In commenting on the difference between the gloomy prognostications of the CSO and the more bullish posture of the ESRI, Marc Coleman, Economics Editor of the Irish Times, says that regardless of what the final rate might be "we are entering a phase of yellow-pack growth". This felicitous phrase adverts to the situation where growth comes comes increasingly from consumer spending and will also reflect weaker corporate profits. Yellow-pack growth might also usefully refer to a state of affairs where the focus on driving up employment levels is taken to be the sole criteria of economic health.

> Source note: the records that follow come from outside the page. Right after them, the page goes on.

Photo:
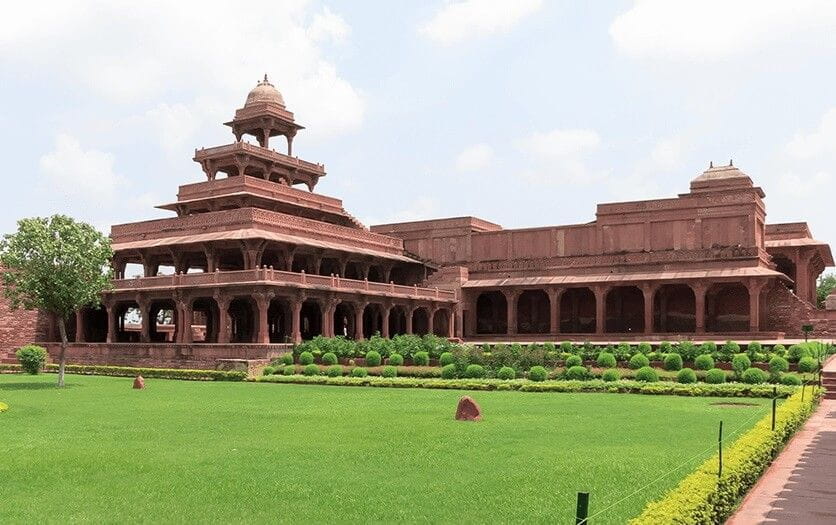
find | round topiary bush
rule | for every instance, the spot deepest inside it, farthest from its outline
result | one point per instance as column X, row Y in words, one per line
column 611, row 374
column 32, row 358
column 807, row 365
column 573, row 360
column 605, row 360
column 449, row 371
column 421, row 359
column 704, row 362
column 741, row 363
column 647, row 374
column 359, row 371
column 474, row 371
column 506, row 372
column 639, row 361
column 715, row 376
column 753, row 376
column 538, row 373
column 686, row 376
column 577, row 373
column 446, row 358
column 373, row 358
column 673, row 362
column 790, row 380
column 778, row 365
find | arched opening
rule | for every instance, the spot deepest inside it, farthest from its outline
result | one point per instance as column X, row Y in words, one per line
column 491, row 313
column 95, row 325
column 310, row 319
column 278, row 321
column 397, row 321
column 242, row 320
column 128, row 322
column 787, row 267
column 577, row 311
column 727, row 308
column 372, row 320
column 533, row 309
column 625, row 310
column 329, row 266
column 375, row 274
column 420, row 321
column 162, row 321
column 441, row 322
column 205, row 320
column 343, row 320
column 674, row 309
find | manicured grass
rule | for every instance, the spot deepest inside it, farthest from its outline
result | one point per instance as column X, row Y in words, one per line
column 178, row 451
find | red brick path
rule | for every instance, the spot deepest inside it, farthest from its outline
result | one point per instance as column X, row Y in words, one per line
column 800, row 485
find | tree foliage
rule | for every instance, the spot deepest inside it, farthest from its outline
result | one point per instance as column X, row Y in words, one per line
column 56, row 265
column 826, row 284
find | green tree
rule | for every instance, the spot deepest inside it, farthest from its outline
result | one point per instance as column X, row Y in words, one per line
column 55, row 265
column 827, row 283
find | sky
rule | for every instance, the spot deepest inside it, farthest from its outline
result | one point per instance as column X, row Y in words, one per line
column 524, row 113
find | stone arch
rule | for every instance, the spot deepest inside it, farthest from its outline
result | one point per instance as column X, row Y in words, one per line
column 491, row 313
column 624, row 310
column 533, row 310
column 727, row 308
column 674, row 309
column 577, row 311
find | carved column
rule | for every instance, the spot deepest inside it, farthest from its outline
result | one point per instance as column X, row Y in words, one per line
column 554, row 309
column 600, row 308
column 699, row 288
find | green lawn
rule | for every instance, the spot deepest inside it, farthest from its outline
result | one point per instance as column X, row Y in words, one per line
column 99, row 451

It's understandable that, after decades of relatively high unemployment and emigration, the idea that any job is a good job should seem like common sense. But what of the social consequences of this type of growth - for the workplace and for work-life balance? A new collection of writings edited by Gerry Boucher and Grainne Collins has just been published that looks at just such issues. The New World of Work: Labour Markets in Contemporary Ireland focuses on how changing patterns of work have profound social consequences.
The book is highly critical of what it terms "Irish neo-liberalism", although I can find no rigorous definition of the latter term but the editors claim that it is "reflected in the shrinking of the Irish state and in negative social outcomes". Interestingly, the contradiction between the European style corporatist type structure (ie social partnership) and the content of individualised policies at the level of the firm is strongly highlighted.
It also struck me that not one of the authors is an economist, at least in terms of being attached to an economics department of any third level college. It seems there is a great institutionalised gulf between the perspectives of economists, in the strict sense of professional affiliation, and many other academics who write about economic issues but who are mostly attached to sociology or social policy departments.